L’objectif affiché est de rapprocher l’élu du citoyen, de montrer une présence constante sur le terrain et une disponibilité permanente. Dans les faits, cette stratégie s’inscrit dans une logique de visibilité continue, largement dictée par les règles et les temporalités des plateformes numériques.

Cette dynamique s’est accélérée lors de la campagne législative de 2021, qui a marqué un tournant dans l’usage du marketing digital par les partis politiques. Le Rassemblement national des indépendants (RNI) avait alors massivement investi dans la publicité en ligne, en s’appuyant sur des contenus vidéo calibrés pour les réseaux sociaux et diffusés à grande échelle grâce au sponsoring.

Les données publiques des plateformes ont révélé des dépenses significatives consacrées à la promotion de messages politiques ciblés, une pratique jusque-là marginale dans le paysage électoral marocain. Cette stratégie a contribué à installer l’idée que la compétition politique se jouait aussi, voire principalement, sur les écrans.

Depuis, cette logique s’est généralisée. L’ensemble des partis, y compris ceux disposant de moyens plus modestes, ont renforcé leur présence sur TikTok, Instagram et Facebook. Les élus publient désormais presque quotidiennement, cherchant à démontrer leur utilité par l’image et la narration plus que par le débat programmatique. Le travail parlementaire, complexe et souvent peu visible, est ainsi reformulé en séquences courtes, adaptées aux exigences algorithmiques.

La personnalisation du pouvoir au détriment du projet collectif

Cette transformation soulève plusieurs questions de fond quant à la nature du lien entre représentants et citoyens. La première concerne la personnalisation croissante de la vie politique. La communication se concentre de plus en plus sur les individus, au détriment des institutions et des projets collectifs.
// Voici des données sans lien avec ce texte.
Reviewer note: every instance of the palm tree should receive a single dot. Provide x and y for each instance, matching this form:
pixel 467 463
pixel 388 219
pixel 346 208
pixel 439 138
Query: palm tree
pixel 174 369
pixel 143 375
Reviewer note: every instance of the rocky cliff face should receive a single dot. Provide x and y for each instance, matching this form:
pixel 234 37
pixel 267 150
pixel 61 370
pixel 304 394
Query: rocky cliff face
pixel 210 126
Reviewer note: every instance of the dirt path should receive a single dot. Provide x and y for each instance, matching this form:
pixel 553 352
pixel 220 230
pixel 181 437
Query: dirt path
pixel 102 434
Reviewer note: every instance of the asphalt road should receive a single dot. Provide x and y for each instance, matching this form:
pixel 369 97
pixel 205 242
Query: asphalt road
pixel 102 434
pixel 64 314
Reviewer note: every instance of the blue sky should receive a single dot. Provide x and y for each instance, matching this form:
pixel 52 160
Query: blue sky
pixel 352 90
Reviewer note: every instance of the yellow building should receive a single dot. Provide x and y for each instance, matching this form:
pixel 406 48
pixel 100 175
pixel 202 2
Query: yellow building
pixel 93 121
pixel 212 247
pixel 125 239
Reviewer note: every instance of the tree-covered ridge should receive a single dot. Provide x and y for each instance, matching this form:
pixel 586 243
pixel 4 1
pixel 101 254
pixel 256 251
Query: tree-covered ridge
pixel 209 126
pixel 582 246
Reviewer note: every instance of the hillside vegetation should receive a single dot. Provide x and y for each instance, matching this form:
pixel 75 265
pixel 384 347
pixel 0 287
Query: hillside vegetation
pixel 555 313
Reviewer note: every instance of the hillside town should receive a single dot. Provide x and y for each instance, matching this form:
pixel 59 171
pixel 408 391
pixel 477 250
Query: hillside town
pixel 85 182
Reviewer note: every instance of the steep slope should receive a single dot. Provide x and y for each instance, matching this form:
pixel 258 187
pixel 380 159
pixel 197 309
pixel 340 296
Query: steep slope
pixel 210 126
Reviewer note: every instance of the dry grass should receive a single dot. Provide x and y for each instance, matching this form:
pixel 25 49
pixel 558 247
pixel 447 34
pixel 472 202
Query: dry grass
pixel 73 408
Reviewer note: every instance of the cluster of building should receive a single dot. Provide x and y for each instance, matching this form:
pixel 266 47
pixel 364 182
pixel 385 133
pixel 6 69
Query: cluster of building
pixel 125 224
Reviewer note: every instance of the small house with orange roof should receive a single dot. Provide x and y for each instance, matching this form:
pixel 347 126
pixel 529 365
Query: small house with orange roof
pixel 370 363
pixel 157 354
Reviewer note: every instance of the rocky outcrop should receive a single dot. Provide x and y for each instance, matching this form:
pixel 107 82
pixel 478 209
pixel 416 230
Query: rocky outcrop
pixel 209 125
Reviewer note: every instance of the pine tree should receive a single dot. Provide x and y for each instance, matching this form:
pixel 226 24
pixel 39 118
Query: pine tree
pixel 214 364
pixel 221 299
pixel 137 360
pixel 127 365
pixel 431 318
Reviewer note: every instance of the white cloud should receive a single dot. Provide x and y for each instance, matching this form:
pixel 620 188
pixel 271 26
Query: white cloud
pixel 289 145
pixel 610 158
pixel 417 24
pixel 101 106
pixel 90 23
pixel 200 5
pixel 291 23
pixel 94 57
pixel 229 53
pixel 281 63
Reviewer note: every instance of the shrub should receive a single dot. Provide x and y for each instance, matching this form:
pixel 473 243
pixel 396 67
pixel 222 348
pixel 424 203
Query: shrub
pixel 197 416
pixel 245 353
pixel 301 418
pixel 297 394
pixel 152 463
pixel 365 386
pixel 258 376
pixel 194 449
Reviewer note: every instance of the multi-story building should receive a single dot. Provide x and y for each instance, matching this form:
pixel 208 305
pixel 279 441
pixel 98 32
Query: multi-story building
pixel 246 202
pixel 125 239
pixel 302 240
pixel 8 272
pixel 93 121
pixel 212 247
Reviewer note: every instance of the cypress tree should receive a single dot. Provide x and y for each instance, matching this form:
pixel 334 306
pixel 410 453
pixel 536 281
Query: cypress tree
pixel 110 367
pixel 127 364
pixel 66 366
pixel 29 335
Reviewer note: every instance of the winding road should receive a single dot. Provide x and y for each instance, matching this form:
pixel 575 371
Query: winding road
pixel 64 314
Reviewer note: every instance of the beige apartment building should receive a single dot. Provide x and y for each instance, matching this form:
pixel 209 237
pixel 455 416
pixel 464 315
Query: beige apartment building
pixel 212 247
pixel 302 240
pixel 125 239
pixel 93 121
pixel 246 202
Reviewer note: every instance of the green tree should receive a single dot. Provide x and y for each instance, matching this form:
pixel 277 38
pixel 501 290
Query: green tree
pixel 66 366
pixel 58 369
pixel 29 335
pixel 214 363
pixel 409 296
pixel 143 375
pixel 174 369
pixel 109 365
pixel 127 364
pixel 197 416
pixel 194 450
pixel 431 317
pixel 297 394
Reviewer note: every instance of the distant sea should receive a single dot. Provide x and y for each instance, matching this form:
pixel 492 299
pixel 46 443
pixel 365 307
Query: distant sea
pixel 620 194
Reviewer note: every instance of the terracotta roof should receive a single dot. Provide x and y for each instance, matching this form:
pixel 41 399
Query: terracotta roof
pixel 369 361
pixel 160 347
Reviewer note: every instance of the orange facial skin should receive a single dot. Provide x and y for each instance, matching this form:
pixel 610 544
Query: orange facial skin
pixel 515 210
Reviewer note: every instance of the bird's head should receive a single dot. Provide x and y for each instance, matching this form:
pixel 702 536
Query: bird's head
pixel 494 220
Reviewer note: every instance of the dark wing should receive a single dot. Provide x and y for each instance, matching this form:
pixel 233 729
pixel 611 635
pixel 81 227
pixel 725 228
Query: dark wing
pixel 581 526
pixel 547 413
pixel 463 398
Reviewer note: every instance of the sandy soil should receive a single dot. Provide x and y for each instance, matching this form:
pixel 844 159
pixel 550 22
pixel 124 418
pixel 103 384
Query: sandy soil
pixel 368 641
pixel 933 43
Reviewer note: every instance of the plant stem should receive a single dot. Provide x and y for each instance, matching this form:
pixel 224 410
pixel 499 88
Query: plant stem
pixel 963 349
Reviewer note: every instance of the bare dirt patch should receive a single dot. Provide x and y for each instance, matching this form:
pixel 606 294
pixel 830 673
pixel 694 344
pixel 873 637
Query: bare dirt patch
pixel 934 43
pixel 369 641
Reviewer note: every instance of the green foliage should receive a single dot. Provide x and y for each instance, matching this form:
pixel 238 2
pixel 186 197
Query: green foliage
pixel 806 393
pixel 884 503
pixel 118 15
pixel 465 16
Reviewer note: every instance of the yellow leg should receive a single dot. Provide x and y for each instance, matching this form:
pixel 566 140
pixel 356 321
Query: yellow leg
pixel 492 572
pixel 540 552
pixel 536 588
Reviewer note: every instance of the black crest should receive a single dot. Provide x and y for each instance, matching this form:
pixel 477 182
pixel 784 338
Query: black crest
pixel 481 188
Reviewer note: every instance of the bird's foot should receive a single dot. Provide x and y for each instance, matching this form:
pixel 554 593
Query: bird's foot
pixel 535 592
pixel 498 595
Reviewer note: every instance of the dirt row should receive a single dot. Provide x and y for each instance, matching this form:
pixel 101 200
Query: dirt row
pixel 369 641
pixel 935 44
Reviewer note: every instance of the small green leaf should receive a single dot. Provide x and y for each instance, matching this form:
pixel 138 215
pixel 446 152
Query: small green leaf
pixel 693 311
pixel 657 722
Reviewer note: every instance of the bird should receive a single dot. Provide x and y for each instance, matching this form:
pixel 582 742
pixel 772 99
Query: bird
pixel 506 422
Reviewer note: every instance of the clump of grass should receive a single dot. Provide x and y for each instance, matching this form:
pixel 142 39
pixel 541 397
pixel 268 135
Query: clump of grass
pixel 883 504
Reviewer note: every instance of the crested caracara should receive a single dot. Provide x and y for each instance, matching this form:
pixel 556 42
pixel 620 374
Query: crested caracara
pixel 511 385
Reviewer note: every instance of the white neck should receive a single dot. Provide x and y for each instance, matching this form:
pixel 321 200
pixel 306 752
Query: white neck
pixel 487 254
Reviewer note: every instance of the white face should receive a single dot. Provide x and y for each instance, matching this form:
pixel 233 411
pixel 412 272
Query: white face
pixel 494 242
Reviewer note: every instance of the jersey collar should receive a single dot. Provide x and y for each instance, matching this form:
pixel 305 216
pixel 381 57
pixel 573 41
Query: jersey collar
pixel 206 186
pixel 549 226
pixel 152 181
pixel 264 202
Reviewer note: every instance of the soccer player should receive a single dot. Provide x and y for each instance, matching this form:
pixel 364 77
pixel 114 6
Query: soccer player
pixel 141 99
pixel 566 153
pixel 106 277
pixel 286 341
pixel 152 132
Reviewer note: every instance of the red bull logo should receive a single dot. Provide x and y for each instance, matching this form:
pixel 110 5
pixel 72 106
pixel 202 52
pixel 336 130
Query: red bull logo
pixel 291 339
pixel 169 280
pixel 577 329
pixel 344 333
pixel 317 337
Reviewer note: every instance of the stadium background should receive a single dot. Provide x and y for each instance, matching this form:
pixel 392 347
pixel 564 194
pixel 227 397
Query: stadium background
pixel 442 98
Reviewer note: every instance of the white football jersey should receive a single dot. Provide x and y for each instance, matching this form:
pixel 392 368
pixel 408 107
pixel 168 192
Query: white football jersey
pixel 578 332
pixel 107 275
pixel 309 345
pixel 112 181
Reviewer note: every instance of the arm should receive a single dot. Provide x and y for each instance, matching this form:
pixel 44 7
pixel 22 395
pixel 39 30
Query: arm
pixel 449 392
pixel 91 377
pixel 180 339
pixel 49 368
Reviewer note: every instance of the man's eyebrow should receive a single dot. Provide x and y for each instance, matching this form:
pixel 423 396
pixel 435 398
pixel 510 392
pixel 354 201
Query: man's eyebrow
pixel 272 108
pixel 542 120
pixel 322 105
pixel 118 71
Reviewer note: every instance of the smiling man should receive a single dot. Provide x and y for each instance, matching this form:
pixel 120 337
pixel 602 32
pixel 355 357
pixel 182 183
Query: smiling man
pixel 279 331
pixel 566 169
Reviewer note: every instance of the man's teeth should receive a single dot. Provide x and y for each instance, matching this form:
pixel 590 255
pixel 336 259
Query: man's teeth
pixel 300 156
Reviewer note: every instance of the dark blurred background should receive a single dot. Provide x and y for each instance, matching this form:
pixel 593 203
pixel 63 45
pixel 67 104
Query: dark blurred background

Certains ministres adoptent des formats proches de ceux des influenceurs, avec un ton direct, un montage dynamique et une mise en scène soignée. Si cette approche permet de toucher un public plus jeune, elle tend également à déplacer l’attention vers la figure publique elle-même, au détriment de l’évaluation de l’action menée.

Un autre enjeu réside dans l’illusion de proximité créée par cette présence numérique permanente. Publier des images lors de visites de terrain – dans un souk ou dans une zone touchée par une catastrophe naturelle – ne garantit ni un suivi effectif ni une prise en charge durable des problèmes constatés.

Lors du séisme d’Al Haouz ou d’épisodes récents de catastrophes, de nombreuses images ont circulé montrant des responsables sur place. Pourtant, pour les populations concernées, la résolution des difficultés s’inscrit dans un temps long, bien au-delà de celui de la publication. La communication autour de l’action tend alors, parfois, à se substituer à l’action elle-même.

En définitive, l’émergence des politiciens-influenceurs au Maroc traduit une adaptation rapide à un environnement numérique en constante mutation. Si cette évolution répond à une demande de communication directe et immédiate, elle comporte aussi des risques réels pour la qualité du débat public et la confiance des citoyens. À mesure que l’écart entre l’image projetée et la réalité vécue se creuse, la crédibilité de la parole politique pourrait s’en trouver durablement fragilisée.